Both efforts might push the Fremont school into west Omaha. The college will begin recruiting more heavily in Omaha and its suburbs, Sasse said, and might locate one or several satellite campuses there.

“Omaha is 25 minutes from here now,” Sasse said. “We need students in Omaha to know how close we are, and we have data that says they think we are in Columbus or Norfolk.”

An unknown number of academic majors will be shrunk, consolidated or eliminated to help pay for the expansion of the college's top-rated programs, school leaders said.

Sasse said he hopes to avoid faculty layoffs, instead offering early retirement packages to some professors in downsized departments.

Midland will continue to focus on giving students a well-rounded liberal arts education, said Sasse and Alcyone Scott, the college's longest-tenured professor.

Nursing students will learn history, they said, and accounting majors will study Shakespeare.

What might disappear, though, is the opportunity for a Midland student to major in history, Sasse said.

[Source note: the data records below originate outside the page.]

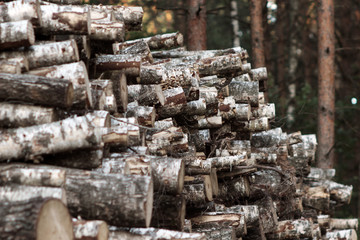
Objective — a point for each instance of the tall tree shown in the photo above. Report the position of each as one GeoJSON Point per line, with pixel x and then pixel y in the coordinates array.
{"type": "Point", "coordinates": [326, 86]}
{"type": "Point", "coordinates": [257, 33]}
{"type": "Point", "coordinates": [196, 24]}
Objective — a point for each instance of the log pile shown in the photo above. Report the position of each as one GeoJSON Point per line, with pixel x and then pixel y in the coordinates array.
{"type": "Point", "coordinates": [142, 139]}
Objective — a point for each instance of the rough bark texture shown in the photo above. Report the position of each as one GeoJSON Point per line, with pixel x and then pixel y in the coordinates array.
{"type": "Point", "coordinates": [77, 74]}
{"type": "Point", "coordinates": [90, 230]}
{"type": "Point", "coordinates": [16, 34]}
{"type": "Point", "coordinates": [196, 25]}
{"type": "Point", "coordinates": [160, 41]}
{"type": "Point", "coordinates": [326, 75]}
{"type": "Point", "coordinates": [66, 19]}
{"type": "Point", "coordinates": [47, 54]}
{"type": "Point", "coordinates": [168, 212]}
{"type": "Point", "coordinates": [65, 135]}
{"type": "Point", "coordinates": [20, 10]}
{"type": "Point", "coordinates": [35, 219]}
{"type": "Point", "coordinates": [120, 200]}
{"type": "Point", "coordinates": [34, 89]}
{"type": "Point", "coordinates": [18, 115]}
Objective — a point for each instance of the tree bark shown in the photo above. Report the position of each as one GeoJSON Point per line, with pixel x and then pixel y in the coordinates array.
{"type": "Point", "coordinates": [196, 25]}
{"type": "Point", "coordinates": [16, 34]}
{"type": "Point", "coordinates": [39, 90]}
{"type": "Point", "coordinates": [326, 75]}
{"type": "Point", "coordinates": [35, 219]}
{"type": "Point", "coordinates": [47, 54]}
{"type": "Point", "coordinates": [90, 230]}
{"type": "Point", "coordinates": [169, 212]}
{"type": "Point", "coordinates": [17, 115]}
{"type": "Point", "coordinates": [120, 200]}
{"type": "Point", "coordinates": [160, 41]}
{"type": "Point", "coordinates": [75, 72]}
{"type": "Point", "coordinates": [17, 193]}
{"type": "Point", "coordinates": [65, 19]}
{"type": "Point", "coordinates": [66, 135]}
{"type": "Point", "coordinates": [20, 10]}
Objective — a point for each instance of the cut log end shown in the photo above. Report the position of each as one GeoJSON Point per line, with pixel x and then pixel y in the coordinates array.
{"type": "Point", "coordinates": [54, 221]}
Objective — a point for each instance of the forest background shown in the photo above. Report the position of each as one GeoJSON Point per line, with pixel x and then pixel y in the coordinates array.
{"type": "Point", "coordinates": [291, 51]}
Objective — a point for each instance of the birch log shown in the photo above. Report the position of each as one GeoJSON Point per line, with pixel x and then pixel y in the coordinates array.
{"type": "Point", "coordinates": [107, 30]}
{"type": "Point", "coordinates": [16, 193]}
{"type": "Point", "coordinates": [168, 212]}
{"type": "Point", "coordinates": [77, 74]}
{"type": "Point", "coordinates": [35, 89]}
{"type": "Point", "coordinates": [65, 19]}
{"type": "Point", "coordinates": [16, 34]}
{"type": "Point", "coordinates": [7, 66]}
{"type": "Point", "coordinates": [146, 95]}
{"type": "Point", "coordinates": [349, 234]}
{"type": "Point", "coordinates": [21, 10]}
{"type": "Point", "coordinates": [168, 40]}
{"type": "Point", "coordinates": [18, 115]}
{"type": "Point", "coordinates": [66, 135]}
{"type": "Point", "coordinates": [48, 54]}
{"type": "Point", "coordinates": [296, 229]}
{"type": "Point", "coordinates": [90, 230]}
{"type": "Point", "coordinates": [120, 200]}
{"type": "Point", "coordinates": [35, 219]}
{"type": "Point", "coordinates": [31, 175]}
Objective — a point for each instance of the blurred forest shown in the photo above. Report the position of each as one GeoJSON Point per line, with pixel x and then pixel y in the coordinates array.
{"type": "Point", "coordinates": [290, 40]}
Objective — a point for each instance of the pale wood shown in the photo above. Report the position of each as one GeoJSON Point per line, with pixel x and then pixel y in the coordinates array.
{"type": "Point", "coordinates": [31, 175]}
{"type": "Point", "coordinates": [16, 193]}
{"type": "Point", "coordinates": [75, 72]}
{"type": "Point", "coordinates": [342, 234]}
{"type": "Point", "coordinates": [147, 95]}
{"type": "Point", "coordinates": [66, 135]}
{"type": "Point", "coordinates": [16, 34]}
{"type": "Point", "coordinates": [21, 10]}
{"type": "Point", "coordinates": [19, 115]}
{"type": "Point", "coordinates": [129, 198]}
{"type": "Point", "coordinates": [90, 230]}
{"type": "Point", "coordinates": [35, 219]}
{"type": "Point", "coordinates": [47, 54]}
{"type": "Point", "coordinates": [164, 234]}
{"type": "Point", "coordinates": [168, 212]}
{"type": "Point", "coordinates": [35, 89]}
{"type": "Point", "coordinates": [168, 40]}
{"type": "Point", "coordinates": [7, 66]}
{"type": "Point", "coordinates": [65, 19]}
{"type": "Point", "coordinates": [293, 229]}
{"type": "Point", "coordinates": [107, 30]}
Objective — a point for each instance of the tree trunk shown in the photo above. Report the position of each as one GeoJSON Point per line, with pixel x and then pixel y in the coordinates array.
{"type": "Point", "coordinates": [326, 95]}
{"type": "Point", "coordinates": [66, 135]}
{"type": "Point", "coordinates": [196, 25]}
{"type": "Point", "coordinates": [293, 229]}
{"type": "Point", "coordinates": [20, 10]}
{"type": "Point", "coordinates": [90, 230]}
{"type": "Point", "coordinates": [35, 219]}
{"type": "Point", "coordinates": [16, 34]}
{"type": "Point", "coordinates": [160, 41]}
{"type": "Point", "coordinates": [39, 90]}
{"type": "Point", "coordinates": [47, 54]}
{"type": "Point", "coordinates": [120, 200]}
{"type": "Point", "coordinates": [66, 19]}
{"type": "Point", "coordinates": [31, 175]}
{"type": "Point", "coordinates": [17, 115]}
{"type": "Point", "coordinates": [16, 193]}
{"type": "Point", "coordinates": [77, 74]}
{"type": "Point", "coordinates": [168, 212]}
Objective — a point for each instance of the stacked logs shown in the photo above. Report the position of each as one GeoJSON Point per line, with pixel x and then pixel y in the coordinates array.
{"type": "Point", "coordinates": [130, 140]}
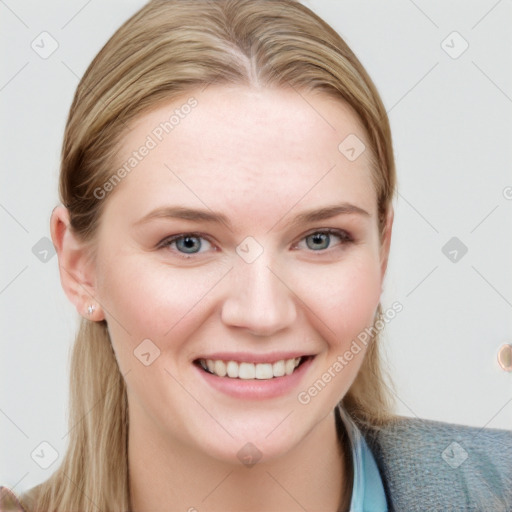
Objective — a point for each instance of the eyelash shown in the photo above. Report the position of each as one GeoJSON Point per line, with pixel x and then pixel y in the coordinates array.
{"type": "Point", "coordinates": [343, 235]}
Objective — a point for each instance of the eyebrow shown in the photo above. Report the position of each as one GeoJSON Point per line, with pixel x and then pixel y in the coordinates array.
{"type": "Point", "coordinates": [199, 215]}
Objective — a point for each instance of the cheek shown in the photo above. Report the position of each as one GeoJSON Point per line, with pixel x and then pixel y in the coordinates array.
{"type": "Point", "coordinates": [150, 300]}
{"type": "Point", "coordinates": [344, 296]}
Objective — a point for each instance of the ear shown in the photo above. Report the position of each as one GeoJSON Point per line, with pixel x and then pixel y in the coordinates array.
{"type": "Point", "coordinates": [75, 266]}
{"type": "Point", "coordinates": [386, 243]}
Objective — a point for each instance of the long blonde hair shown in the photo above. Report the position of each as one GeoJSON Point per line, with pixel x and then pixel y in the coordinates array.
{"type": "Point", "coordinates": [167, 48]}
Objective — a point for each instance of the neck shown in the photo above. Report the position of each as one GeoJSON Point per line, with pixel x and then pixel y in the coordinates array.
{"type": "Point", "coordinates": [168, 476]}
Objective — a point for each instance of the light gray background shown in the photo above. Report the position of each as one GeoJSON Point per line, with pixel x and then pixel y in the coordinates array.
{"type": "Point", "coordinates": [451, 122]}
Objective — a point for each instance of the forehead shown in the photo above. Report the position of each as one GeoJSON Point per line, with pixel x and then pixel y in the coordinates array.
{"type": "Point", "coordinates": [245, 150]}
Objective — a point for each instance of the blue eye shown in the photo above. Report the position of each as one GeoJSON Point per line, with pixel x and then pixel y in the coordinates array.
{"type": "Point", "coordinates": [320, 240]}
{"type": "Point", "coordinates": [189, 244]}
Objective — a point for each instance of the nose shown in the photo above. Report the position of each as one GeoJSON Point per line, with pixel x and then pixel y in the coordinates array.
{"type": "Point", "coordinates": [258, 299]}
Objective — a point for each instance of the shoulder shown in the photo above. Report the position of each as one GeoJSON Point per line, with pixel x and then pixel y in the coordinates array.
{"type": "Point", "coordinates": [9, 502]}
{"type": "Point", "coordinates": [443, 465]}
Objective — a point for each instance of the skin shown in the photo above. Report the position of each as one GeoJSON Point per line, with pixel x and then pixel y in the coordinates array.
{"type": "Point", "coordinates": [260, 156]}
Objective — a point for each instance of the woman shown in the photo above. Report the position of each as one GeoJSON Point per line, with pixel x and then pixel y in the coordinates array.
{"type": "Point", "coordinates": [226, 184]}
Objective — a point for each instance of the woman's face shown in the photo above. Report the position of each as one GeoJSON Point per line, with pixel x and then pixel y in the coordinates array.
{"type": "Point", "coordinates": [255, 278]}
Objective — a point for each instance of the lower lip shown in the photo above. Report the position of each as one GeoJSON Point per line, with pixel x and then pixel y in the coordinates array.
{"type": "Point", "coordinates": [255, 389]}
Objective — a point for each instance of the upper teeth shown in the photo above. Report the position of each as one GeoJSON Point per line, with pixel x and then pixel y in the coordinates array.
{"type": "Point", "coordinates": [262, 371]}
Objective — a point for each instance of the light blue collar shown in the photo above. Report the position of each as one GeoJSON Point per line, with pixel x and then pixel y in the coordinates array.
{"type": "Point", "coordinates": [368, 491]}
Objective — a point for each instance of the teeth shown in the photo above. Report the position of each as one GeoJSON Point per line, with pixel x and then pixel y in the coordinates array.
{"type": "Point", "coordinates": [247, 371]}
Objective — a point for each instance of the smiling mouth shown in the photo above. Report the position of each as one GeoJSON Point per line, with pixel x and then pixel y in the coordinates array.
{"type": "Point", "coordinates": [248, 371]}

Scott, chairwoman of the English department, said it was too early to gauge faculty reaction to the layoffs and restructuring plan.

But she said she believes that Sasse, the board and faculty leaders have carefully thought out the plan. She's confident that it can succeed.

“There are endless ways that you can be hit, and we've met them all,” Scott said. “I think we have an exceedingly resilient faculty here, and the employees in general are eager to do what they can to ensure this place makes it.”